California Leading Way to Addressing Rising U.S. Maternal Mortality
Although the United States spends more on health care than any other country in the world, more than two women die every day during childbirth, making maternal mortality the highest in the U.S. compared with 49 other countries in the developed world. Studies show the U.S. maternal mortality increased more than 26 percent from 19 (per 100,000 births) in 2000 to 24 in 2014. Today, U.S. maternal mortality ratio is roughly 26 (per 100,000 births), with California continuing to show a declining trend, and Texas the highest number of pregnancy-related deaths (not only in the U.S., but the entire developed world).
In California, where more babies are born than in any other state (approximately 500,000 a year — one-eighth of the U.S. total) — the California Maternal Quality Care Collaborative (CMQCC) is continuing to take a leading role in adopting new practices to reduce maternal mortality risks as well as life-threatening complications and racial disparities in obstetric care. Run as a collective and directed by Dr. Elliott Main, a visionary practitioner and professor of obstetrics and gynecology at Stanford and the University of California-San Francisco, CMQCC provides doctors and nurses with recommendations and toolkits to help improve procedures and safety protocols for obstetric emergencies, including hemorrhage and preeclampsia, the most common causes of U.S. maternal mortality (along with heart disease) and the most preventable.

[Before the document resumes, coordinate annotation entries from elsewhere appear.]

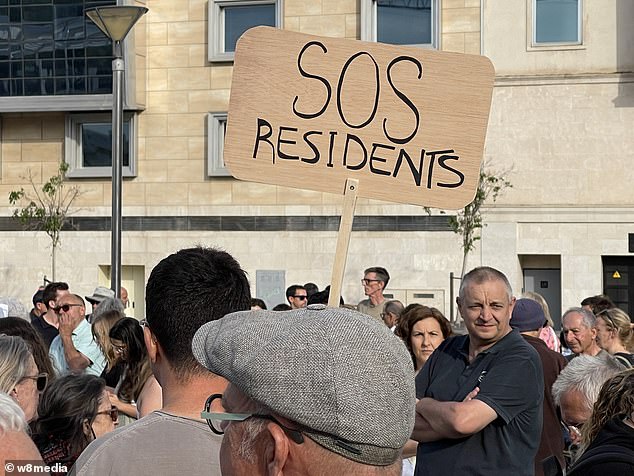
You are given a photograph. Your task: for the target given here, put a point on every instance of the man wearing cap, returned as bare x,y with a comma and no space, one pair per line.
528,317
47,330
184,291
308,398
100,294
480,407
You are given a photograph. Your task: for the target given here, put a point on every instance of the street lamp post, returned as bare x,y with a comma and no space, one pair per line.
116,22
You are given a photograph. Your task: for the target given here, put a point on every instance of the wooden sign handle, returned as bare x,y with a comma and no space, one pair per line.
343,240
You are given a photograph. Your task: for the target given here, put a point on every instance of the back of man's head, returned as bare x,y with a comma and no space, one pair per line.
311,373
481,274
291,290
50,292
598,303
186,290
585,374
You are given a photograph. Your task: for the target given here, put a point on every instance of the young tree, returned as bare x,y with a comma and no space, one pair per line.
46,207
468,222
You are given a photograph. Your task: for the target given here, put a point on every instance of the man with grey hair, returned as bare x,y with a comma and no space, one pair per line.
577,388
15,443
308,398
580,333
481,394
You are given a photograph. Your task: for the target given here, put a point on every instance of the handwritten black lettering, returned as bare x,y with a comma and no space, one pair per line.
376,96
403,98
417,173
441,161
360,165
313,76
375,158
314,148
264,137
281,154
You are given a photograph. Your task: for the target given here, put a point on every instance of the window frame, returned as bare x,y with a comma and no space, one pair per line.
216,127
84,102
73,154
215,39
534,44
368,22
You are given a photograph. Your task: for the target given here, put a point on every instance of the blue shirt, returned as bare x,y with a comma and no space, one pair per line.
84,343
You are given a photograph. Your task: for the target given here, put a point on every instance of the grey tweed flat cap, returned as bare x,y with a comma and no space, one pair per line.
341,375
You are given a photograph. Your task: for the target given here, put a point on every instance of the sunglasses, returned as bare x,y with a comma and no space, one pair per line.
40,381
113,412
65,308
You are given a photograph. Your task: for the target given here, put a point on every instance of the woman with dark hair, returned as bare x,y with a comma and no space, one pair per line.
138,393
73,411
14,326
422,329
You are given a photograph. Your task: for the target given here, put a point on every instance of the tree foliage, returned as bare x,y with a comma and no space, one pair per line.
45,207
468,222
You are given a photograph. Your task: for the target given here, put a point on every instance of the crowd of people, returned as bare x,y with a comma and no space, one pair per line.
211,382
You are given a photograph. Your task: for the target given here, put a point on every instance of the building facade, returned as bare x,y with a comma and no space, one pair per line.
560,128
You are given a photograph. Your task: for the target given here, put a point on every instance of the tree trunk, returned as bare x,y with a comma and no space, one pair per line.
53,261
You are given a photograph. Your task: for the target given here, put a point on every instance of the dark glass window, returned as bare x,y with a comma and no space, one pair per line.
96,144
557,21
404,22
240,18
48,47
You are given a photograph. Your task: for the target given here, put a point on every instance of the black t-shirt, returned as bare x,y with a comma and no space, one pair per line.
510,378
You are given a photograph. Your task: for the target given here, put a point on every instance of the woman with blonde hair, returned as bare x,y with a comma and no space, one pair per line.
607,439
101,326
615,334
19,375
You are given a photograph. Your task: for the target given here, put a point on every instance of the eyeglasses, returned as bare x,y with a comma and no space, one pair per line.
40,380
573,429
215,420
113,413
119,348
65,308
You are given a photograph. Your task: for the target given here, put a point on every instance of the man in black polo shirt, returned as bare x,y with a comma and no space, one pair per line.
480,407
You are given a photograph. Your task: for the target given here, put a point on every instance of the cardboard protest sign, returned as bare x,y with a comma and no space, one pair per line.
310,112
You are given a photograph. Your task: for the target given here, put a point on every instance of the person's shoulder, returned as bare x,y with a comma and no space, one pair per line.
117,442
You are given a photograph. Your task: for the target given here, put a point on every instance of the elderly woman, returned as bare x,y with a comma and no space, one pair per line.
73,411
615,334
607,445
19,375
422,329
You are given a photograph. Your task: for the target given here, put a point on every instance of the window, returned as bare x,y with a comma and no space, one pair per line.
400,22
228,19
88,145
50,49
216,126
556,22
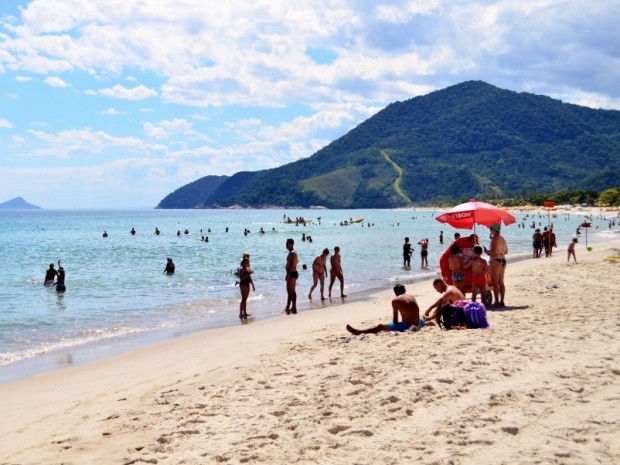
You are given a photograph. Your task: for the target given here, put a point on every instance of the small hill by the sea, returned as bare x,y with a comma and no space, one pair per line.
18,203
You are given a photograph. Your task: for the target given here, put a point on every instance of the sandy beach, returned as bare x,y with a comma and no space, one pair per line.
542,385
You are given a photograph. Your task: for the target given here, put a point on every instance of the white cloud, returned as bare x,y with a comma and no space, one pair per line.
17,140
111,112
85,142
56,82
168,128
135,93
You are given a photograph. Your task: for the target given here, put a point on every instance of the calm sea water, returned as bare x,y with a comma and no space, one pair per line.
117,292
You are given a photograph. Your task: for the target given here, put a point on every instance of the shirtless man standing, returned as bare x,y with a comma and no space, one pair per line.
336,272
403,304
291,277
497,264
456,265
319,270
449,295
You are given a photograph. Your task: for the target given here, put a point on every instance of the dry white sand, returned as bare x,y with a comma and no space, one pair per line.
542,386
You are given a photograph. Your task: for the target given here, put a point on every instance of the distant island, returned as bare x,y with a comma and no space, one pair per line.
18,203
471,140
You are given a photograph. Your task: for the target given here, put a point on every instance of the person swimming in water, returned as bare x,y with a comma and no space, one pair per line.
50,276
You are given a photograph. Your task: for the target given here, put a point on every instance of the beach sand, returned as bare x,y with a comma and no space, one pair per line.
542,385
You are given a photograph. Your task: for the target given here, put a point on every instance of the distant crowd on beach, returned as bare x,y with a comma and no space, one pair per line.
462,266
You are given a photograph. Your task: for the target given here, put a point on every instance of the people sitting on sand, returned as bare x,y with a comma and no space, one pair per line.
449,295
404,305
50,276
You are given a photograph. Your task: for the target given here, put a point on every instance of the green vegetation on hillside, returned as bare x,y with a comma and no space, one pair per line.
471,140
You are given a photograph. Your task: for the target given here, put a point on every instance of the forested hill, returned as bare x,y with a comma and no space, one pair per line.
471,140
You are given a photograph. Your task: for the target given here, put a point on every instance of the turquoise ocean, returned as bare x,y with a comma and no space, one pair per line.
118,297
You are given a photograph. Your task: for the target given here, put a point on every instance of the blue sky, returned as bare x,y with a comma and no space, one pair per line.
116,103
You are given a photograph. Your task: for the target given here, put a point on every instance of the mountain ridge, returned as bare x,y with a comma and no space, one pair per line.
469,140
18,203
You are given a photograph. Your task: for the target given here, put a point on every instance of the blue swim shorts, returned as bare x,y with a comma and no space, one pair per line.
400,326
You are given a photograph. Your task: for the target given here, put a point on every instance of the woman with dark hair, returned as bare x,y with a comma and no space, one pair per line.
245,280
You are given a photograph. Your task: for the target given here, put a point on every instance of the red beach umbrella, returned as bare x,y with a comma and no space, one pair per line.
467,215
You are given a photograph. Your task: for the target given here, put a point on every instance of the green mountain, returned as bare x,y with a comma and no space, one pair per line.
18,203
471,140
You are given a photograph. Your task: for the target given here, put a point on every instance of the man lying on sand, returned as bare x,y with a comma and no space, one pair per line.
402,304
449,295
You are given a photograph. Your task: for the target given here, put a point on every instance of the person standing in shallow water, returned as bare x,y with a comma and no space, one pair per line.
50,276
169,267
60,281
291,277
245,281
407,251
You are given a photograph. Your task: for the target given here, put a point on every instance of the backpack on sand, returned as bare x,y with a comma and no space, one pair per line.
463,313
452,316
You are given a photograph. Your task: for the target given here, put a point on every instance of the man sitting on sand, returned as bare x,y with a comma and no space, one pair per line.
449,295
404,304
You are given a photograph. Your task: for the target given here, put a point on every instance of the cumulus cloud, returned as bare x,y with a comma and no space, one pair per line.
111,112
56,82
168,128
135,93
86,142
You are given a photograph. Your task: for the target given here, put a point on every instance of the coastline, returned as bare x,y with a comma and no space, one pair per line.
540,385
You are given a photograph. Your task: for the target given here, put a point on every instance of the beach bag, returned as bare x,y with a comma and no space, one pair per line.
473,315
452,316
476,315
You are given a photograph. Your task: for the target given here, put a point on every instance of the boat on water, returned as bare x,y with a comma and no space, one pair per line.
297,221
351,221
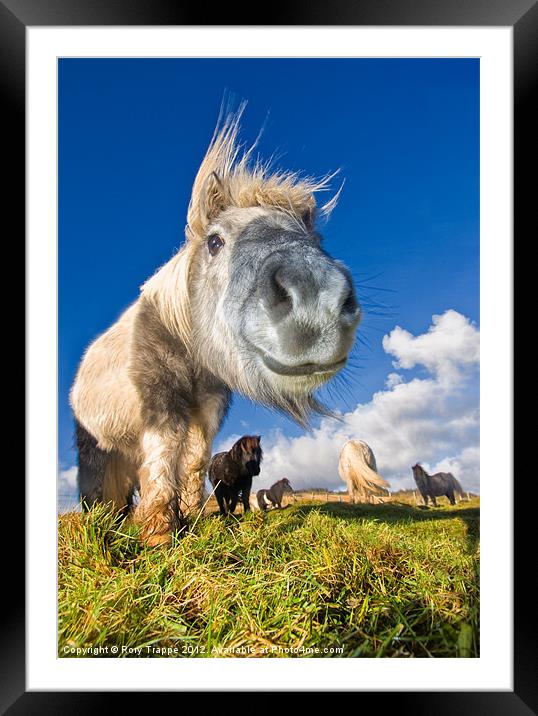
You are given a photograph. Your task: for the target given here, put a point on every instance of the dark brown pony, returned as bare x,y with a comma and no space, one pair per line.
231,473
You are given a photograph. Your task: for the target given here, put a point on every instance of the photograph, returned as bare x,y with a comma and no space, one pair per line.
268,357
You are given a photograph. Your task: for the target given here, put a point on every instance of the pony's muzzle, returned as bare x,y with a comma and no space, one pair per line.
313,313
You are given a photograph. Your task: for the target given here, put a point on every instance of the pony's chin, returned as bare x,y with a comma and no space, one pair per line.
322,371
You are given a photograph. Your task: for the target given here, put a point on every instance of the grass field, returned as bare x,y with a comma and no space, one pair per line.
390,580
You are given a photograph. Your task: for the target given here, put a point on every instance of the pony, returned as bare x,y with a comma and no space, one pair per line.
273,496
432,486
231,473
357,468
251,303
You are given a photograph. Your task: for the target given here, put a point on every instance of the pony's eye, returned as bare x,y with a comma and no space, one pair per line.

The toolkits and focus on common serious complications of pregnancy are working: Maternal deaths in California fell to around 7 per 100,000 births by 2013, and today the state’s maternal mortality rate is about a third of the American average. The collective has inspired the American College of Obstetricians and Gynecologists and a few other states to create their own maternal health initiatives.
Still, significant disparities exist in maternal mortality rates among different racial groups; black women are at the highest risk of pregnancy-related death. For the past five decades, black women’s risk of pregnancy-related death has been nearly four times greater than that of white women. Recent studies show from 2006 to 2010, the pregnancy-related mortality ratio for non-Hispanic black women was roughly 39 deaths per 100,000 live births, compared with 12, 12 and 14 deaths per 100,000 live births for non-Hispanic white, Hispanic and other race women, respectively.
Because race, location, age and financial status contribute to how maternal mortality affects women in the U.S., it is important that all women of reproductive age be informed on ways to adopt healthy lifestyle behaviors and be encouraged to seek early and continuous prenatal care to prevent pregnancy-related complications and death. An increasing number of women have chronic health conditions such as hypertension, diabetes and chronic heart disease that put them at higher risk of pregnancy complications.
RISE IN SEVERE CASES
The most severe complications of pregnancy, usually referred to as severe maternal morbidity (SMM), affect more than 50,000 women in the U.S. every year. Based on recent trends, SMM has also been steadily increasing — most likely driven by a combination of factors, including pre-pregnancy obesity, increases in maternal age, pre-existing medical conditions and cesarean delivery. SMM results in wide-ranging consequences, including higher health service use, extended hospitalization stays, higher direct medical costs and long-term rehabilitation. Ongoing research of SMM by the Centers for Disease Control and Prevention and medical practitioners is providing more doctors the opportunity to identify additional interventions for quality improvements in maternal care and effectiveness.
It’s reassuring to know that our state continues to be one of the safest states for childbirth in the U.S. Still, 700 to 900 women die from pregnancy or childbirth-related causes ever year in the U.S., and some 65,000 nearly die. Many hospital protocols and approaches nationwide still need to become quicker and more pragmatic in dealing with and addressing potentially fatal maternal complications and emergencies, and barriers limiting women’s access to maternal health services must continue to be identified and addressed.